Data storage

An extended molecular alphabet for storing DNA data

February 28, 2022

(News from Nanowerk) DNA data storage systems have the potential to hold orders of magnitude more information than existing systems of comparable size. Compared to existing data storage technologies, it is potentially cheaper, much more physically compact, more energy efficient and more durable – DNA survives for hundreds of years and is maintenance free. Files stored in DNA can also be very easily copied at negligible cost.

The storage density of DNA is staggering. Consider this: humanity will generate about 33 zettabytes by 2025, or 3.3 followed by 22 zeros. All of this information would fit in a ping-pong ball, with room to spare. The United States Library of Congress has about 74 terabytes, or 74 million million bytes, of information – 6,000 of those libraries would fit in a DNA archive the size of a poppy seed.

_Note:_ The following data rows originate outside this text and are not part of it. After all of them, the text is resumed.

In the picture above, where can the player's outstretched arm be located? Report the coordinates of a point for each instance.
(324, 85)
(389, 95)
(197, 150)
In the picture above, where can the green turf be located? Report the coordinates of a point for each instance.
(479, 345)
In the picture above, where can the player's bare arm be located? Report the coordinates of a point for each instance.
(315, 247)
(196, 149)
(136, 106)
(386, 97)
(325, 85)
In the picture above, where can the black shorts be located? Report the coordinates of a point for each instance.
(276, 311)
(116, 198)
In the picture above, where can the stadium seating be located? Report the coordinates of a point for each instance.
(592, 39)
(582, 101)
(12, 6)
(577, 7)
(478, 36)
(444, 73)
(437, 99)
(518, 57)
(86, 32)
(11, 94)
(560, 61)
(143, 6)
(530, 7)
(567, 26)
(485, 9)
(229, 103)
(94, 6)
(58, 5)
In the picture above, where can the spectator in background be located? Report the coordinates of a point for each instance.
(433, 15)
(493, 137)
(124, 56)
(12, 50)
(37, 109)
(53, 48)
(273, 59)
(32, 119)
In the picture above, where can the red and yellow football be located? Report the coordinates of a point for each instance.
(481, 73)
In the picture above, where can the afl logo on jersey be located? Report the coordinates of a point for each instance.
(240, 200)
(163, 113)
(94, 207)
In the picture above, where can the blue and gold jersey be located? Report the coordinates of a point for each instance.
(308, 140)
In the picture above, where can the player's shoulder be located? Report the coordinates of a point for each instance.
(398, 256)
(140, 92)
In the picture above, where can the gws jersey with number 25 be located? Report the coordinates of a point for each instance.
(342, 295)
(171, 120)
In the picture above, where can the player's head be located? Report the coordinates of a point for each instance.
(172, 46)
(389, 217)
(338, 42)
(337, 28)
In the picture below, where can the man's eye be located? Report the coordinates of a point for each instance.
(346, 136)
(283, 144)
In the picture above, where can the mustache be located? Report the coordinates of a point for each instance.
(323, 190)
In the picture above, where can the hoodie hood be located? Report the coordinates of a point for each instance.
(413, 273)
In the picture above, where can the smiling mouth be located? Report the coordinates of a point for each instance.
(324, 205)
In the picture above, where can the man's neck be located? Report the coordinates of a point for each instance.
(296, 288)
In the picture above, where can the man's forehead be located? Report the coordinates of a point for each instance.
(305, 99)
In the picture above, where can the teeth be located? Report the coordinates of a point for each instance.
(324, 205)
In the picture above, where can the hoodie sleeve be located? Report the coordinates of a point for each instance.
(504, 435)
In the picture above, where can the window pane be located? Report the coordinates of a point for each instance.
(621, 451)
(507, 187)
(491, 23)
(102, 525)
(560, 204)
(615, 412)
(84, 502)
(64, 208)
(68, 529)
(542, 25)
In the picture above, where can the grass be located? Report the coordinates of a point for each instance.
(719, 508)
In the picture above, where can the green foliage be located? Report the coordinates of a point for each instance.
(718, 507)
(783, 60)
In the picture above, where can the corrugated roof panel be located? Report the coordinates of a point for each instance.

Information stored in DNA can be copied in a massive parallel fashion and selectively retrieved via the polymerase chain reaction (PCR). However, existing DNA storage systems suffer from high latency caused by the inherently sequential write process. Despite recent advances, a typical solid-phase DNA synthesis cycle time is on the order of minutes, which limits the practical applications of this molecular storage platform.

To overcome these challenges, new synthesis methods and new information encoding approaches are needed to accelerate the speed of writing large volume datasets.

Extending the alphabet of a DNA storage medium by including chemically modified DNA nucleotides can both increase storage density and write speed because more than two bits are recorded during each cycle of synthesis.

Advancing research in this regard, scientists have now reported an expanded molecular alphabet for storing DNA data comprising four natural nucleotides and seven chemically modified nucleotides that are easily detected and distinguished using nanopore sequencers.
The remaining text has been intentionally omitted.